From: Mel Gorman <mgorman@techsingularity.net>
To: Dave Hansen <dave.hansen@intel.com>
Cc: Andrew Morton <akpm@linux-foundation.org>,
Hillf Danton <hdanton@sina.com>,
Dave Hansen <dave.hansen@linux.intel.com>,
Vlastimil Babka <vbabka@suse.cz>,
Michal Hocko <mhocko@kernel.org>,
LKML <linux-kernel@vger.kernel.org>,
Linux-MM <linux-mm@kvack.org>, "Tang, Feng" <feng.tang@intel.com>
Subject: Re: [PATCH 0/6 v2] Calculate pcp->high based on zone sizes and active CPUs
Date: Fri, 28 May 2021 09:55:45 +0100 [thread overview]

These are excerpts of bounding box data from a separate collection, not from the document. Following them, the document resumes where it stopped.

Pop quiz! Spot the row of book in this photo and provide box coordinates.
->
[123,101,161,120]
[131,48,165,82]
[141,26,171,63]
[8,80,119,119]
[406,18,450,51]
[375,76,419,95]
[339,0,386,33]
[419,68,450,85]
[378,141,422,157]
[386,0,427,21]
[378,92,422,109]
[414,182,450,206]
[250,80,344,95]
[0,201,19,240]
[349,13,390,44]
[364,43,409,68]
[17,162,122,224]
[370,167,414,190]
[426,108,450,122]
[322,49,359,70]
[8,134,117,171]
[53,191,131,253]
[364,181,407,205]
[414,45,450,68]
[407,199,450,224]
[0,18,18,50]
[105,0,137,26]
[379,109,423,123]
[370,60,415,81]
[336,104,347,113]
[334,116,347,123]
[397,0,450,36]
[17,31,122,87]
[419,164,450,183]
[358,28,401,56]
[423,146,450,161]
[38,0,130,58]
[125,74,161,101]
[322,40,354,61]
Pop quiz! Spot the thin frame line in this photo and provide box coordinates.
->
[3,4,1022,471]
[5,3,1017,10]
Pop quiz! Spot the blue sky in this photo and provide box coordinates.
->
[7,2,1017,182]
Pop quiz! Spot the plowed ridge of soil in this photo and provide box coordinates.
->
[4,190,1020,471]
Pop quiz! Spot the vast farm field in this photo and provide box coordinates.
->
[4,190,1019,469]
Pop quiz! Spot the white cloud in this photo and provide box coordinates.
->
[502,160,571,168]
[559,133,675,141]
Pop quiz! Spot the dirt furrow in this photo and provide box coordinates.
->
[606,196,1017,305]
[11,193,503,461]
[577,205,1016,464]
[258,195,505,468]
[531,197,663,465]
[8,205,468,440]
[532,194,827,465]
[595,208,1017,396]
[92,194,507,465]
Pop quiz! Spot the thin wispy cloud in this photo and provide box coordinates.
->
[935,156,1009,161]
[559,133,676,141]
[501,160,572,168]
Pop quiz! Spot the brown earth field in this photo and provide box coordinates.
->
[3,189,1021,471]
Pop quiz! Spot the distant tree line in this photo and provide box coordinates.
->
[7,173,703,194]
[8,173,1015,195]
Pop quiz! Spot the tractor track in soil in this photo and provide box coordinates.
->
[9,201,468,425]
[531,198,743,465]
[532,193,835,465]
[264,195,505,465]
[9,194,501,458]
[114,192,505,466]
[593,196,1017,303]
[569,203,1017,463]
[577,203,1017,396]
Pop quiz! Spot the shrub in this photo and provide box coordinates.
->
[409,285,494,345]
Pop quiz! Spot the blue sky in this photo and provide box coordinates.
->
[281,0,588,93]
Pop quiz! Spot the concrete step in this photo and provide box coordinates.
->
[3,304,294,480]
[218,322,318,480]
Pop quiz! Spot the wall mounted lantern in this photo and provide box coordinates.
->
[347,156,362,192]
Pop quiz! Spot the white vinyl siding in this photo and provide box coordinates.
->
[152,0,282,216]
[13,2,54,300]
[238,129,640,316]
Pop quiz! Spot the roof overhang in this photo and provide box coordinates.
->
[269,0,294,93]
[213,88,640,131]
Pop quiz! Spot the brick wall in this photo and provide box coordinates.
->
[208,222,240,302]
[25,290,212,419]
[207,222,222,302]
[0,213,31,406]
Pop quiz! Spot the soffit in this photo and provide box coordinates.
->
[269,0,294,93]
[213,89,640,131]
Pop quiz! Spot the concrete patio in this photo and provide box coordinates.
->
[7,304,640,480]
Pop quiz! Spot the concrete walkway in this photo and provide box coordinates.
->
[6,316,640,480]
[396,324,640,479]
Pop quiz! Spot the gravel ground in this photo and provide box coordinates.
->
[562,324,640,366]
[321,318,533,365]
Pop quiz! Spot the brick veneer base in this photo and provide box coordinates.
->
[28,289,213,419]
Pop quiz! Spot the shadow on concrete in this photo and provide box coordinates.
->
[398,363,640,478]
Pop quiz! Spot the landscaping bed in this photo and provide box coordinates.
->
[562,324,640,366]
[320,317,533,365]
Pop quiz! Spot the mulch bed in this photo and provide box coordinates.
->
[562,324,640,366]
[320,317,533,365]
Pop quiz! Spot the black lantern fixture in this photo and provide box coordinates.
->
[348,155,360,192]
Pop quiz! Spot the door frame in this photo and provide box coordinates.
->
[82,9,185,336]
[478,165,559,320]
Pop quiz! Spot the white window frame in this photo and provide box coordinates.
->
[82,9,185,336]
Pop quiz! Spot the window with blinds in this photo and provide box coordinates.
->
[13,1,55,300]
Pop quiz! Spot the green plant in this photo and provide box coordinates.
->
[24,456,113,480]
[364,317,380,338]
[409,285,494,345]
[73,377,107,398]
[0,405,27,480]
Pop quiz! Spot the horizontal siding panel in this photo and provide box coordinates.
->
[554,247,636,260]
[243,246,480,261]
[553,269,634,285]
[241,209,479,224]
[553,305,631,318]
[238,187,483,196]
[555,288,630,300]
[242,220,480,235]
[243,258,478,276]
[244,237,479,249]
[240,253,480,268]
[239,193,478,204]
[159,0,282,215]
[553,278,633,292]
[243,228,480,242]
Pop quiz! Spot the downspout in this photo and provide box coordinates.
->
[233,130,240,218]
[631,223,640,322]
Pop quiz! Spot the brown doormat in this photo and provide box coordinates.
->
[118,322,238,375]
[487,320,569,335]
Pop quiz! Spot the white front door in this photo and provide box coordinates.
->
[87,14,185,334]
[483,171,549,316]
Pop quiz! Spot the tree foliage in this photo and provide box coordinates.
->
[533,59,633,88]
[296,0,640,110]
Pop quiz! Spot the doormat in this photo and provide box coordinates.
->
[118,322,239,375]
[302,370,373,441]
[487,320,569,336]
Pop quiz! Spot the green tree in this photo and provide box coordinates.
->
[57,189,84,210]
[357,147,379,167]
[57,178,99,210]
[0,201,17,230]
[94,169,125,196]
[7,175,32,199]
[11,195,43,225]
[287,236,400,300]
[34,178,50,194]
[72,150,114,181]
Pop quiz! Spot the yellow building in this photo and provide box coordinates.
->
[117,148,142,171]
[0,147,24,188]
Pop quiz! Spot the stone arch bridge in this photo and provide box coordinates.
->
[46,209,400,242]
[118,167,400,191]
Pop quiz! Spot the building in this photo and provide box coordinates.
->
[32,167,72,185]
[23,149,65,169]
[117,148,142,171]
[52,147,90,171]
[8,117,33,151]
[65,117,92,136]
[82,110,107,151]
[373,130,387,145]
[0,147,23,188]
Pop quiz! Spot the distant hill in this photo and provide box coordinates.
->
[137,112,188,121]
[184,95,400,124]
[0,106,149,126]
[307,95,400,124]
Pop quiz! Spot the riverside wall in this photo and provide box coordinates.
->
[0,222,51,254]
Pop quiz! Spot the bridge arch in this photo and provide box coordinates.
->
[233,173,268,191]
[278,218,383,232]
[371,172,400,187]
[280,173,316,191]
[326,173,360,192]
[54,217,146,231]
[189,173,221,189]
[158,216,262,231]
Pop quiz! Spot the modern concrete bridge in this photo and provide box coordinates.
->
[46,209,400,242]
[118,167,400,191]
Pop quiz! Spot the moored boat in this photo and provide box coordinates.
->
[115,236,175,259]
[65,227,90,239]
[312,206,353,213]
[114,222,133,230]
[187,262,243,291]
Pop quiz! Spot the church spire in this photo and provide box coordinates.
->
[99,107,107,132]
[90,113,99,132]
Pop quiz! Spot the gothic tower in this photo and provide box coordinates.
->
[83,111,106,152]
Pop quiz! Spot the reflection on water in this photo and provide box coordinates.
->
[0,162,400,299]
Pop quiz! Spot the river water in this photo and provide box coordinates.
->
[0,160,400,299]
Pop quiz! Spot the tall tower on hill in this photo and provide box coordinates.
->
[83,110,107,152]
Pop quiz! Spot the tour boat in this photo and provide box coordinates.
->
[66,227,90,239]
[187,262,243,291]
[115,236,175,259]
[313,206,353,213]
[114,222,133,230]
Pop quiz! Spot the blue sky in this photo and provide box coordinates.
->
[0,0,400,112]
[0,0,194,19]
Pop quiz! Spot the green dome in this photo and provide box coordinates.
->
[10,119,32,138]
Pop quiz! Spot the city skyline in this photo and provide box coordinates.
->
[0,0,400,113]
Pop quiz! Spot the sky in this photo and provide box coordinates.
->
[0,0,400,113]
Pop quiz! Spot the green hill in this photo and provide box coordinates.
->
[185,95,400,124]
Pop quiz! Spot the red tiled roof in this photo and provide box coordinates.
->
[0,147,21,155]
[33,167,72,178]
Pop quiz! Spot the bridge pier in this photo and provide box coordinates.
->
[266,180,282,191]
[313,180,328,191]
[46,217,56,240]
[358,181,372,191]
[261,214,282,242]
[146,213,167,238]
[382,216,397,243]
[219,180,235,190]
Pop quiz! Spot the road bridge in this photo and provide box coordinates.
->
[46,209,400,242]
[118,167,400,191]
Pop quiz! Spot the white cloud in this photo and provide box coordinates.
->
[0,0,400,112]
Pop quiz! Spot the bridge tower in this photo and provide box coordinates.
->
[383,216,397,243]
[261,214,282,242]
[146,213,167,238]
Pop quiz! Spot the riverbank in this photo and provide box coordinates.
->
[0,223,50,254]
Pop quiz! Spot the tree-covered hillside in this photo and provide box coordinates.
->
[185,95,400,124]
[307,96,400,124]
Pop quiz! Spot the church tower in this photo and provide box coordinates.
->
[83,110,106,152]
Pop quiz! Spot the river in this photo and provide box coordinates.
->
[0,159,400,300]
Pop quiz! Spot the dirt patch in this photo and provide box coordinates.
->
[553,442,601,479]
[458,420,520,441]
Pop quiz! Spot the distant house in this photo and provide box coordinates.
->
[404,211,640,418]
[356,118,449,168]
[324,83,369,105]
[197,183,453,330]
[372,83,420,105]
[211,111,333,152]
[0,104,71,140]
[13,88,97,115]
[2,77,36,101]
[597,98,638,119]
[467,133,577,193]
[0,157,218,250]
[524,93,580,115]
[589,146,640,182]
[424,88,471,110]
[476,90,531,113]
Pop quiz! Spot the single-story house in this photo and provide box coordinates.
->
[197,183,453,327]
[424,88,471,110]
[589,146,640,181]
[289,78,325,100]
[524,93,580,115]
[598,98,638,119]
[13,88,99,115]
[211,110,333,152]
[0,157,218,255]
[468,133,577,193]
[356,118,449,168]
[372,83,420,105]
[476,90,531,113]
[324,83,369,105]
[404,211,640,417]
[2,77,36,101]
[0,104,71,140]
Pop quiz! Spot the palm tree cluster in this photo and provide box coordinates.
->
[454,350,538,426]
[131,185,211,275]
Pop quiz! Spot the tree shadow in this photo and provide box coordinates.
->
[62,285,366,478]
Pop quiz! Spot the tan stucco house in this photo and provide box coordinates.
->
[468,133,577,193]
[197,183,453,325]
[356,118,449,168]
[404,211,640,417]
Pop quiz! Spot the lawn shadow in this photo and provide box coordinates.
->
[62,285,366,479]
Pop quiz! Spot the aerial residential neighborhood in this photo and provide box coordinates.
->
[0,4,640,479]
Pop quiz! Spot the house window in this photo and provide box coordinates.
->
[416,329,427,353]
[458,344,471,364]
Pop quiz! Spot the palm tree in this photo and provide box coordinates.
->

Message-ID: <20210528085545.GJ30378@techsingularity.net> (raw)
In-Reply-To: <7177f59b-dc05-daff-7dc6-5815b539a790@intel.com>
On Thu, May 27, 2021 at 12:36:21PM -0700, Dave Hansen wrote:
> Hi Mel,
>
> Feng Tang tossed these on a "Cascade Lake" system with 96 threads and
> ~512G of persistent memory and 128G of DRAM. The PMEM is in "volatile
> use" mode and being managed via the buddy just like the normal RAM.
>
> The PMEM zones are big ones:
>
> present 65011712 = 248 G
> high 134595 = 525 M
>
> The PMEM nodes, of course, don't have any CPUs in them.
>
> With your series, the pcp->high value per-cpu is 69584 pages or about
> 270MB per CPU. Scaled up by the 96 CPU threads, that's ~26GB of
> worst-case memory in the pcps per zone, or roughly 10% of the size of
> the zone.
>
> I did see quite a few pcp->counts above 60,000, so it's definitely
> possible in practice to see the pcps filled up. This was not observed
> to cause any actual problems in practice. But, it's still a bit worrisome.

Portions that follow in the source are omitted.